John Stott, por exemplo, destaca que os apóstolos jamais endossam a escravidão, mas transformam seu espírito, colocando senhores e servos daquela sociedade sob a mesma autoridade, a autoridade de Cristo. Em sua leitura de Efésios, ele mostra que o Evangelho cria uma nova base relacional entre os homens — de irmãos e não de senhores e servos. Stott insiste que o Evangelho mina as bases da escravidão porque ensina a igualdade essencial entre todos os seres humanos diante de Deus (Gálatas 3:28).
Tim Keller reforça que, mesmo que a Bíblia contenha regulamentações para contextos históricos de escravidão, a narrativa bíblica caminha rumo à liberdade e dignidade humana. Para ele, a ética do Reino de Deus, baseada em justiça e misericórdia, mina as fundações de qualquer forma de opressão humana. Inclusive, ele argumenta que os princípios cristãos desmontaram o sistema escravista de dentro para fora, especialmente nas sociedades onde o Evangelho se espalhou.
O teólogo Kevin DeYoung, por sua vez, lembra que a escravidão transatlântica violava claramente a lei de Deus. Sequestro, violência, brutalidade racial — todos esses elementos eram e são condenados pelas Escrituras. Ele observa que, embora a Bíblia tenha reconhecido a escravidão como uma realidade social nos tempos antigos, nunca a estabeleceu como um ideal moral. Segundo o teólogo, o foco dos apóstolos não foi reformar sistemas sociais pela força, mas transformar corações e relações dentro desses sistemas. Ele insiste que a ética cristã aponta claramente para a libertação e dignidade de todos os seres humanos.

Esses teólogos, portanto reconhecem que a Bíblia reconhece a escravidão antiga, mas não a institui nem tampouco a apoia. Eles reconhecem que o Evangelho rejeita completamente a escravidão moderna, baseada em racismo e violência. Eles mostram que a igreja errou gravemente ao usar bulas e textos sagrados para justificar o tráfico e a opressão, e que é necessário arrependimento histórico e teológico. E eles afirmam que o Evangelho mina as bases da escravidão, pregando a igualdade em Cristo a todas as criaturas.
Escravidão, portanto, nunca mais, em nome de Jesus!

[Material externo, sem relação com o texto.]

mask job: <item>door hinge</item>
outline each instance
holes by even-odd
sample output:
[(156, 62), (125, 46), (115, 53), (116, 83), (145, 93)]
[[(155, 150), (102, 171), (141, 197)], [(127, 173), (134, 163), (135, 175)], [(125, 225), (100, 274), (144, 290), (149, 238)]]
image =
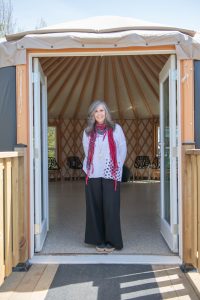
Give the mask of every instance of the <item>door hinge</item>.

O Evangelho: a resposta final
Num sentido mais profundo, a resposta cristã à escravidão — passada ou presente — não está apenas em ações sociais ou reformas políticas – que são extremamente importantes e necessárias. Ela está, antes de tudo, na obra redentora de Jesus Cristo.

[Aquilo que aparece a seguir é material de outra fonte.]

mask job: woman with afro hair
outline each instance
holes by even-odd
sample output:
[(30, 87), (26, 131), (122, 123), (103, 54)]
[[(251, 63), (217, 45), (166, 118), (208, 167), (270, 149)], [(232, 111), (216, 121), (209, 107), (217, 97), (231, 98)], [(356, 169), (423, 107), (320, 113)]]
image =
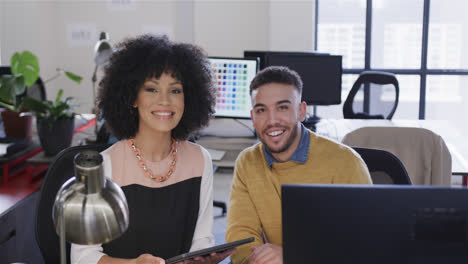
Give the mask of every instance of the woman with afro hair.
[[(98, 106), (118, 139), (102, 152), (104, 174), (122, 187), (130, 224), (109, 243), (73, 244), (72, 263), (164, 263), (214, 245), (211, 157), (187, 141), (213, 113), (212, 82), (194, 45), (142, 35), (117, 46)], [(218, 263), (232, 252), (184, 263)]]

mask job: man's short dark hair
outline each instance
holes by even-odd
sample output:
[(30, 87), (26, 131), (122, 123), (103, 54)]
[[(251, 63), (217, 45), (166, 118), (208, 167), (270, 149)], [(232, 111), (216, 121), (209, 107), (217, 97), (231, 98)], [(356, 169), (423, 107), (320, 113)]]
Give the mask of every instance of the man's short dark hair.
[(253, 90), (268, 83), (289, 84), (296, 88), (302, 95), (302, 80), (299, 74), (288, 67), (270, 66), (261, 70), (250, 83), (250, 95)]
[(211, 66), (195, 45), (175, 43), (165, 36), (126, 39), (117, 46), (104, 73), (98, 106), (108, 130), (119, 140), (135, 137), (139, 116), (133, 105), (138, 90), (147, 79), (163, 73), (171, 73), (184, 90), (184, 113), (172, 137), (187, 139), (207, 125), (214, 113)]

A cruz do Calvário é o lugar onde toda injustiça humana foi confrontada com a justiça divina. Cristo morreu pelos nossos pecados, e também para reconciliar todas as coisas (Colossenses 1:20), inclusive as relações entre seres humanos, até mesmo entre opressores ou oprimidos. Jesus se fez servo – palavra que no original grego significa literalmente “escravo” (Filipenses 2:7) – para nos libertar da maior escravidão: a escravidão da alma ao pecado e a escravidão da morte, promovendo libertação do pecado e vida eterna.
Na ressurreição, Jesus Cristo inaugura uma nova humanidade, onde, conforme podemos ler em Gálatas 3.28, “não há judeu nem grego, escravo nem livre, homem nem mulher”, pois todos são um em Cristo Jesus”. Essa é a verdadeira libertação: a que vem da fé em Cristo e transforma o coração, a cultura e a história, sempre de dentro para fora. É a revolução que vem do interior.
Portanto, se o cristianismo histórico foi ambíguo em sua relação com a escravidão, o Evangelho – que é a boa notícia da salvação e libertação em Cristo Jesus – não é. Ele é radicalmente libertador. E essa liberdade está disponível a todo aquele que crê. Porque “se o Filho vos libertar, verdadeiramente sereis livres” (João 8:36).